In the integrated design process, building information modelling (BIM) serves as the main tool and platform for collaboration. BIM allows the design team to create visualisation of the project and insert all essential information about the facility. With the use of BIM, the design team is able to effectively measure the lifecycle of the materials and solutions as well as collaborate efficiently.
DIGITAL DESIGN
With digitalisation existing as a large aspect of the company’s practice and services, it is no surprise that IHD have been investing in the field, in particular, BIM.
“BIM and digital design are the core of our business,” Hakarinne affirms. “For us, BIM is a digital environment where the data from different kinds of databases can be visualised as a hospital building and constructed as such. Our main investments in this field go into integrating the medical technology and process information/data into building construction information.
“We are constantly investing to get the best usage from existing BIM related software integrated into our own medical technology and healthcare process databases.”
IN THE FIELD
Of the many projects that IHD is undertaking, the company’s hospital projects, such as the Tallinna Hospital (Estonia), Kanta-Häme Central Hospital (Finland), and Viljandi Hospital (Estonia), are those that stand out as the prime examples that embody its digital developments.
“In the case of the Tallinna Hospital, we are providing a multi-talented network of experts integrated into the usage of different types of databases,” Hakarinne tells us. “All this know-how is concentrated so that it can be seen through the BIM, which we have created from that hospital.
“It has also been very intense timewise, we have collected and processed all the information from the end-users in just half a year. The project is still in very early stages, and we are looking forward to getting underway with this.”
Looking to the Kanta-Häme Central Hospital, Hakarinne elaborates his own personal interest in the project during its recent initial phase of building.

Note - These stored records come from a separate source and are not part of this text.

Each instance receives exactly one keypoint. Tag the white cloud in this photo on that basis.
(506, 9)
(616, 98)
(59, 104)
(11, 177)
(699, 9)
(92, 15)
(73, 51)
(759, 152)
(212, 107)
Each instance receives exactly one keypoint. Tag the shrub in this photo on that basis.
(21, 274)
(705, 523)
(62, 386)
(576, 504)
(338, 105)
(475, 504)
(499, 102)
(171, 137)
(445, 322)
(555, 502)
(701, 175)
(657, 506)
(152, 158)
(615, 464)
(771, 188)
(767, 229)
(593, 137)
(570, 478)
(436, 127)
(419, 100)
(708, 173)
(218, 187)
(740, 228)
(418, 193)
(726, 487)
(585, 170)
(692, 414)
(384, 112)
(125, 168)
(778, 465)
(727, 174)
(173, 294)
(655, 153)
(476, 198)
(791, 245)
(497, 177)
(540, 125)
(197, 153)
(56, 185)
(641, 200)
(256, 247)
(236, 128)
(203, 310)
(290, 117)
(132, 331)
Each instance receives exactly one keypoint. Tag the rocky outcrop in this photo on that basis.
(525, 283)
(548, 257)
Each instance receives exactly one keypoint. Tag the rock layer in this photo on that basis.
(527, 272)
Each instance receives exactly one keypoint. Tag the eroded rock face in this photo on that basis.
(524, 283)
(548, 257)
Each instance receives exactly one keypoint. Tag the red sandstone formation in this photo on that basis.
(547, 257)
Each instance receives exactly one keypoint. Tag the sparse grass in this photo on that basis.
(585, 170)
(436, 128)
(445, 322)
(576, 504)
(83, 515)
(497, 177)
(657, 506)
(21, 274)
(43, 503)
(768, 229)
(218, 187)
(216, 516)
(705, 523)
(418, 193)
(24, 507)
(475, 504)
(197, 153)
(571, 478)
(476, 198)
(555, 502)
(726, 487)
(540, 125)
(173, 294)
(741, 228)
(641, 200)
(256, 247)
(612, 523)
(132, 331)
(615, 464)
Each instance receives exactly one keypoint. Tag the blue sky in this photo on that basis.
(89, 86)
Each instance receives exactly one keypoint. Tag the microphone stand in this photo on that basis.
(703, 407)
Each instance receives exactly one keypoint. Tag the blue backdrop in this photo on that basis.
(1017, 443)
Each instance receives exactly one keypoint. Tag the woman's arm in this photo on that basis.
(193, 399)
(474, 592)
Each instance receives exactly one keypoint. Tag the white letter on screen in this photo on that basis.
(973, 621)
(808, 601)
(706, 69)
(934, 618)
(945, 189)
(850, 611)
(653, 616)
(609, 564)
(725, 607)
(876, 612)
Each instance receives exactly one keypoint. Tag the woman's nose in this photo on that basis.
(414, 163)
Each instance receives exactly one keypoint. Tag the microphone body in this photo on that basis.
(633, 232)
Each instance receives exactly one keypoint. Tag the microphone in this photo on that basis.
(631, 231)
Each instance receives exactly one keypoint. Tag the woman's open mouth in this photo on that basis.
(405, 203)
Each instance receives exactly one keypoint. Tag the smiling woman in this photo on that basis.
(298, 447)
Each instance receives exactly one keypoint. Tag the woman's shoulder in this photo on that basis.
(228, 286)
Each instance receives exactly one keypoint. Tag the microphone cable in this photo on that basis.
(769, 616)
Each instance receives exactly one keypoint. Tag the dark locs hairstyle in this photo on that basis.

“What I especially like in this project is the innovation throughout the design process,” he reveals. “I would say the best example that captures this will be the waking up area of the operating department, where we rethink the whole logic of patient orientation towards the surroundings. We manage to turn the patients towards the light, and we believe this will provide better healing results in the future.”
The Viljandi Hospital project involved an alternative route of thought regarding BIM. According to Hakarinne, it was the first project where IHD handled most of the medical technology data partially outside of BIM. This marked the beginning of a new era for the company, and one that Hakarinne is keen to see.
BEYOND THE BALTIC
And moving forward into the years ahead, IHD has both expansion and development plans at the forefront of the company, as Hakarinne explains. “Our aims and goals are Europe and beyond, especially within the eastern European markets,” he tells us. “We want to see growth in that market and so we are currently investing a substantial amount into development in the region.
“Our present growth is quite rapid, but to bring about our eastern European aims we are investing further into technological development and the integration of data management platforms.”
IHD aims to be a game changer in hospital design by integrating the best expertise and experience in the field combined with data utilisation to bring about the reality as stated in the company’s motto: “Better Design – Better Healthcare.”